La causa del rogo, ancora avvolta nell’ombra delle indagini, sembra legata al rivestimento esterno, una decorazione frivola che mette in discussione l’immaginario cui oggi risponde il canone estetico di Milano. La città, una volta simbolo di concretezza e pragmatismo, ora si staglia come icona del superfluo, dell’effimero, destinato a essere divorato da falò delle vanità simili.
La struttura, con un costo oscuro tra i 5 e gli 8 mila euro al metro quadro, sorgeva in estrema periferia, sollevando interrogativi su quale tipo di città stia emergendo con tali interventi. Gli appartamenti, con prezzi sproporzionati, si perdono in grattacieli eretti nel nulla. Che tipo di città può emergere da questo sfoggio di lusso eccessivo?
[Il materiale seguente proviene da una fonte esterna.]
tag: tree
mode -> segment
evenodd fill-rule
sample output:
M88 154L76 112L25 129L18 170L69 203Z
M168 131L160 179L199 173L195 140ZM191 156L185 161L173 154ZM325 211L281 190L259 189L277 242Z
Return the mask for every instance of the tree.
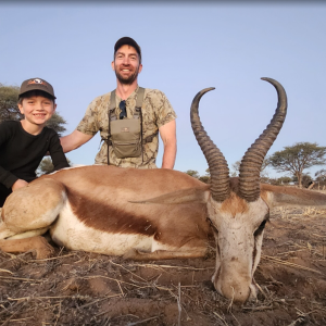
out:
M24 115L20 112L18 102L18 86L4 86L0 83L0 122L8 120L20 121ZM61 137L61 133L65 131L64 125L66 121L57 112L48 121L47 126L54 129Z
M0 83L0 122L23 118L17 106L18 93L18 86L4 86Z
M268 162L277 172L289 172L298 178L298 186L302 188L302 175L305 168L326 163L326 147L316 142L297 142L285 147L269 156Z

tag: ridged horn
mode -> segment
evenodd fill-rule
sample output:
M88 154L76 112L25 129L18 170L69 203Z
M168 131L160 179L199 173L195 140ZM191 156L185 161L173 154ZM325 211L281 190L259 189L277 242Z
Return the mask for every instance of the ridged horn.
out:
M278 102L275 114L263 134L251 145L243 155L239 174L239 196L248 202L260 197L260 172L264 158L276 139L287 114L287 95L283 86L272 78L261 78L271 83L277 91Z
M198 106L201 97L215 89L214 87L205 88L197 93L193 98L190 109L190 121L195 137L208 161L210 173L211 173L211 193L212 198L218 202L223 202L228 198L229 189L229 171L227 162L220 151L220 149L214 145L211 138L204 130L200 117L198 114Z

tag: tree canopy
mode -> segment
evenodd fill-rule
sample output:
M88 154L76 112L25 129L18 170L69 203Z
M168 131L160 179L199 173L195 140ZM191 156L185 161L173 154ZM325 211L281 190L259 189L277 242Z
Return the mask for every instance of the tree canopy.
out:
M319 147L316 142L297 142L285 147L268 159L268 163L277 172L289 172L298 178L299 187L302 187L302 175L305 168L326 164L326 147Z
M21 114L17 102L18 102L18 86L4 86L0 83L0 122L8 120L20 121L24 118ZM59 136L64 133L66 128L64 125L66 121L57 112L48 121L47 126L54 129Z

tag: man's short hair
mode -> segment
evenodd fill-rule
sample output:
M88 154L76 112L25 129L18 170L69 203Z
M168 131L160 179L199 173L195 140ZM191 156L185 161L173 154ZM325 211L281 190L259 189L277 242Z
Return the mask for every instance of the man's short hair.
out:
M114 46L113 59L115 59L115 53L122 46L130 46L130 47L135 48L135 50L137 51L137 53L139 55L139 63L141 63L141 49L138 46L138 43L131 37L128 37L128 36L122 37L121 39L118 39L116 41L116 43Z

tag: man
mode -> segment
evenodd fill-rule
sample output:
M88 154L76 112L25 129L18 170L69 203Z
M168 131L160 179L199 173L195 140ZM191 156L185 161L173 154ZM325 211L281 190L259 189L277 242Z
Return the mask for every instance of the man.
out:
M173 168L176 114L163 92L138 86L141 50L133 38L116 41L111 65L116 75L116 89L89 104L77 128L61 138L63 151L80 147L100 130L103 143L96 164L155 168L160 133L164 145L162 167Z

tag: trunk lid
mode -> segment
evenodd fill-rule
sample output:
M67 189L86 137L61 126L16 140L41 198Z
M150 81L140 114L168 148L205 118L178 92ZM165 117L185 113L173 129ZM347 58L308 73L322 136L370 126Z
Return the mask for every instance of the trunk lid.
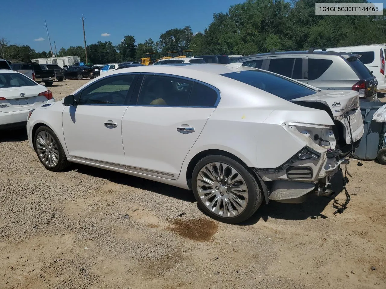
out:
M303 106L321 109L318 104L328 107L326 110L331 118L342 125L343 135L337 136L344 139L345 144L349 144L360 139L363 135L363 121L359 107L359 93L354 91L322 90L292 101ZM351 138L352 140L352 141Z
M0 111L9 113L35 108L47 102L47 98L39 96L46 90L41 86L0 89ZM25 96L22 95L25 94Z

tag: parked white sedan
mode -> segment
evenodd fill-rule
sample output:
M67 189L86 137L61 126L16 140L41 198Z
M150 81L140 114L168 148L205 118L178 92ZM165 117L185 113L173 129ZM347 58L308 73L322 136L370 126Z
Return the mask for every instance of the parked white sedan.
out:
M17 71L0 69L0 129L25 127L31 109L54 102L45 86Z
M31 146L48 170L73 162L191 189L237 223L264 200L343 190L363 134L358 92L322 91L241 64L141 66L35 109Z

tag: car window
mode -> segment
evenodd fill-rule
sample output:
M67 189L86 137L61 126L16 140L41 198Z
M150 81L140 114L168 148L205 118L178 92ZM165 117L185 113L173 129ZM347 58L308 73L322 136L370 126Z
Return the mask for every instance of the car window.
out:
M308 79L314 80L320 77L332 64L330 59L308 59Z
M286 100L317 93L313 89L294 81L259 69L229 72L222 75L252 86ZM257 95L258 94L257 94Z
M293 78L294 79L303 79L301 73L303 64L303 59L295 59L295 64L293 66L293 71L292 72L292 76L291 77L291 78Z
M362 56L359 59L364 64L368 64L374 61L375 54L374 51L364 51L363 52L353 52L354 54L361 54Z
M261 68L263 64L263 59L256 59L245 61L243 62L242 65L244 66L253 67L254 68Z
M58 64L47 64L47 68L49 69L61 69L60 66L59 66Z
M105 78L85 88L80 104L124 104L135 75L121 75Z
M214 106L218 97L217 92L213 88L195 82L188 105L189 106Z
M295 58L273 58L269 61L268 70L278 74L290 77Z
M202 58L193 58L189 60L190 63L205 63L205 61Z
M41 70L40 66L36 64L23 64L22 69L24 70Z
M192 84L193 82L180 78L146 76L137 104L186 106Z
M37 84L19 73L0 73L0 88L30 86Z
M355 71L357 75L362 79L366 79L369 77L372 77L371 73L369 70L369 69L365 66L362 62L359 61L359 59L355 57L349 58L347 59L352 69Z

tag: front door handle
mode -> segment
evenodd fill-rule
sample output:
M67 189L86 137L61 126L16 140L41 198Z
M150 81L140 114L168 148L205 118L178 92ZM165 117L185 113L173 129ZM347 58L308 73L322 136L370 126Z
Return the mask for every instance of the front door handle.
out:
M103 124L105 125L105 126L108 128L116 128L118 126L118 124L116 123L115 123L113 122L112 121L107 121L109 122L105 123Z
M190 133L194 132L194 128L178 127L177 131L181 133Z

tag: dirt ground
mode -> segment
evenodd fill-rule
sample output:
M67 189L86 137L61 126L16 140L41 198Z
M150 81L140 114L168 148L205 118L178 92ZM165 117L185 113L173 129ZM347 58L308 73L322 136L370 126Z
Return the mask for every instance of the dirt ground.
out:
M88 81L49 89L59 100ZM374 161L351 160L341 214L311 197L230 225L187 191L80 165L49 171L23 131L0 134L0 288L386 288L386 167Z

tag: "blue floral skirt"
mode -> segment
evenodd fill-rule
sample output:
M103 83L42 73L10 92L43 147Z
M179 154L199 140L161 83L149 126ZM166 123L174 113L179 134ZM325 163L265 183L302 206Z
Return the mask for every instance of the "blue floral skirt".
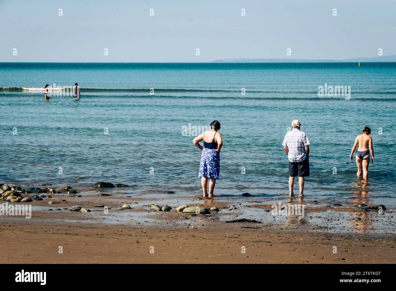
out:
M204 148L201 156L198 177L218 179L220 173L220 153L211 148Z

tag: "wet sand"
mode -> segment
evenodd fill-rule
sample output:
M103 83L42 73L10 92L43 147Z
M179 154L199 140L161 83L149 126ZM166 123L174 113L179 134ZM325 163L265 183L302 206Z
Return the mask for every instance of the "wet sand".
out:
M196 198L179 196L167 201L87 193L35 201L30 219L2 217L0 262L396 262L393 211L380 214L352 207L310 206L300 219L273 216L268 204ZM57 203L49 204L51 201ZM122 209L125 203L132 209ZM154 211L149 209L151 203L173 209ZM207 216L175 211L184 204L215 206L220 211ZM99 205L108 206L109 213L95 206ZM69 211L76 205L91 211ZM257 222L227 222L244 218Z

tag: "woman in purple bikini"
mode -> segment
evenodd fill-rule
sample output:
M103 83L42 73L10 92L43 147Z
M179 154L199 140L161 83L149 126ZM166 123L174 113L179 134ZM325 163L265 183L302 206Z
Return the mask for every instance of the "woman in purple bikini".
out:
M374 150L373 149L373 139L369 135L371 133L371 129L367 126L364 127L362 134L356 137L355 139L355 143L352 147L352 150L350 152L350 156L349 159L352 161L353 156L353 153L355 151L358 145L359 147L356 152L356 165L358 166L358 172L356 173L358 177L362 175L362 172L363 172L363 179L367 179L367 171L369 169L369 164L370 164L369 153L371 154L371 162L374 163Z
M210 129L206 130L197 136L192 141L194 145L202 151L201 163L199 167L199 175L201 184L204 191L204 197L208 194L208 178L209 182L209 198L213 197L216 179L219 179L220 171L220 149L223 146L221 135L217 131L220 129L220 123L215 120L210 124ZM204 141L204 147L199 144Z

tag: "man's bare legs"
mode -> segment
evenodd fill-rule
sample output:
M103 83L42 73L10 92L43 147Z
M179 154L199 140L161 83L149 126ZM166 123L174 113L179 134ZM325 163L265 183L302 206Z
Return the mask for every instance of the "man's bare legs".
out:
M367 179L368 175L369 165L370 164L370 156L367 155L362 161L362 167L363 170L363 179Z
M289 177L289 196L293 196L293 187L294 186L294 177Z
M206 177L202 177L201 178L201 185L202 185L202 190L204 190L204 197L206 197L208 195L208 192L206 191L206 188L208 187L208 178Z
M215 189L215 184L216 184L216 179L214 178L210 178L209 182L209 197L213 197L213 190Z
M300 196L304 196L304 177L298 177L298 184L300 186Z
M358 166L358 171L356 173L356 175L358 177L360 177L362 175L362 160L356 156L355 160L356 160L356 165Z
M300 196L304 196L304 177L298 177L298 184L300 187ZM293 196L294 186L294 177L289 177L289 196Z

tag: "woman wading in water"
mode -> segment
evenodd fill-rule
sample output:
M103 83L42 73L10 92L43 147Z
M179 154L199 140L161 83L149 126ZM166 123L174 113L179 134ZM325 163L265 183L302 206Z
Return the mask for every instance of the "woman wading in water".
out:
M208 196L208 178L209 182L209 198L213 197L216 179L219 179L220 171L220 149L223 146L221 135L217 131L220 129L220 123L215 120L210 124L210 130L206 130L197 136L192 141L194 145L202 151L201 163L199 167L199 175L201 184L204 191L204 197ZM204 141L204 147L199 144Z
M359 147L356 151L356 165L358 166L358 172L356 175L358 177L362 175L363 172L363 179L367 179L369 169L369 164L370 164L369 153L371 154L371 162L374 163L374 150L373 149L373 139L369 135L371 133L371 129L367 126L364 127L362 134L356 137L355 143L352 147L350 152L349 159L352 161L353 153L356 147L358 145Z
M48 92L48 87L50 85L48 84L46 85L46 86L44 87L44 99L46 100L48 100L50 99L50 92Z

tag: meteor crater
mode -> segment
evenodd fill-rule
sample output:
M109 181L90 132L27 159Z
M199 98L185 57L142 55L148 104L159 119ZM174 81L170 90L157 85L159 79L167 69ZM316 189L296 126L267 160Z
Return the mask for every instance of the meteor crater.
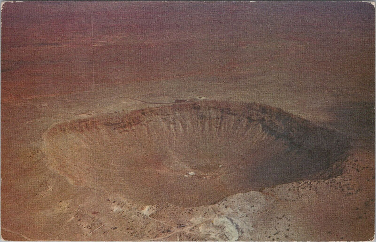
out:
M338 175L350 148L334 132L279 109L216 100L55 124L44 139L49 165L73 184L185 207Z

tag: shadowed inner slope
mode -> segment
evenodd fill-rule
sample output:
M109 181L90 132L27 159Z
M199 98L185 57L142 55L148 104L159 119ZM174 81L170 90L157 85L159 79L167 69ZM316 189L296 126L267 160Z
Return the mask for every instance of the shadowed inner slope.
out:
M216 101L77 120L44 137L50 165L74 184L186 207L336 175L349 148L334 132L279 109Z

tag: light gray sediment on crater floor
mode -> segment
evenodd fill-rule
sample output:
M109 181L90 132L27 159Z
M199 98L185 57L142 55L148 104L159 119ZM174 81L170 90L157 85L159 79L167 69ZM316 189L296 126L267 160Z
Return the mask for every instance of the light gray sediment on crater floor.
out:
M53 125L50 167L75 184L140 204L185 207L341 172L348 143L281 109L209 100Z

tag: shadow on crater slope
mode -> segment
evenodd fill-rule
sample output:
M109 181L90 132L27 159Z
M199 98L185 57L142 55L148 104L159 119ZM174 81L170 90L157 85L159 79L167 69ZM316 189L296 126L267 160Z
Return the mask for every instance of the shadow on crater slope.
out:
M52 126L50 165L74 184L142 204L186 207L341 172L348 143L270 106L206 101Z

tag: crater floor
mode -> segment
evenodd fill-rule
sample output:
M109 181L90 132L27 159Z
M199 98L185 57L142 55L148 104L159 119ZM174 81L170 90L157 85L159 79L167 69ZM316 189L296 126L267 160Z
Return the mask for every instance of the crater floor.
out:
M349 148L334 132L280 109L215 100L55 124L44 138L50 165L75 184L186 207L338 175Z

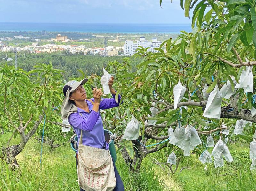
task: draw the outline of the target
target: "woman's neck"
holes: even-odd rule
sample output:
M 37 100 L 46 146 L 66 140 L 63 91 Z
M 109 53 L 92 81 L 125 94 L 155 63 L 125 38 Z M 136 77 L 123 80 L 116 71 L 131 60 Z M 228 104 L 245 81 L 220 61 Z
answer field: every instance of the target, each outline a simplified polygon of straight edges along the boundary
M 83 109 L 85 111 L 89 112 L 89 108 L 88 107 L 88 105 L 85 100 L 75 101 L 75 102 L 76 103 L 76 105 L 77 107 L 79 107 L 80 109 Z

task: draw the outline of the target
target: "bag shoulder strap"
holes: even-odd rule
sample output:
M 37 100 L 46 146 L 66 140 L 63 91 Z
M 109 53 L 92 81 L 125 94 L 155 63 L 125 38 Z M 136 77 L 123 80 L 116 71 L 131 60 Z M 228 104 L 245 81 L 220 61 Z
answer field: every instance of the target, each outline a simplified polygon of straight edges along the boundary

Nella Milano che abbraccia l’effimero e disprezza la conservazione, tutto sembra destinato a scomparire, come un breve spot pubblicitario. Cosa accadrà al tradizionale passaggio di testimone tra vecchi e giovani, quando anche gli alberi e i simboli secolari saranno divorati dal fuoco delle vanità?
Giovanni Maria Flick, nell’Elogio della città, interroga il destino dei vecchi alberi e simboli. Cosa rimarrà di quei ponti tra significati, in un territorio invaso da segni, graffiti e scarabocchi? La Milano delle torri ardenti sembra sfidare non solo il fuoco fisico, ma anche il fuoco distruttivo dell’effimero e del superfluo.

Società proletaria e Bosco Verticale

Città delle Torri: Il Declino dell’Umanità Urbana
Nel crepuscolo dell’umanità urbana, l’ideologia delle torri si fonde sinistramente con l’impatto sociale della pandemia, trasformando le città in scenari apocalittici. La velocità del virus sembra un presagio della rapida favelizzazione urbana, mentre la necessità di evitare il contatto umano sottolinea la desolante realtà delle torri: silenziose, impersonali e senza vita.
Il concetto di “vivere la torre e non il quartiere o la città” è una triste dichiarazione della solitudine moderna. Le torri, erette come monumenti al profitto, sono testimoni dell’aspra lotta tra l’aspirazione alla convivenza e la corsa al guadagno nelle città globalizzate. La società è divisa tra gli inamovibili, i produttori concorrenziali e gli esclusi, una tripartizione che minaccia la coesione sociale.
La nostalgia per la giovinezza delle città, ora rancorose e inospitali, diventa una malattia. Le metropoli sono teatri di violenza, rifugi nelle illusioni di centri sociali o discoteche, ma i sorrisi sono solo sui cartelloni pubblicitari, disancorati dalla rabbia comune.
Il processo di favelizzazione è inarrestabile, alimentato da un’economia rapace e impoverente. Le generazioni future, private di una base sicura, sono destinate a naufragi psicologici, prigioniere di una società spersonalizzata e massificata.
La nostalgia, secondo Freud, è un perturbante, il ritorno di immagini familiari in luoghi estranei. Nelle città moderne, la nostalgia si fonde con la minaccia, creando un sentimento di malinconia diffusa. Il declino dell’umanità urbana è un viaggio nel passato, ma intrappolato in un futuro incerto e inospitale.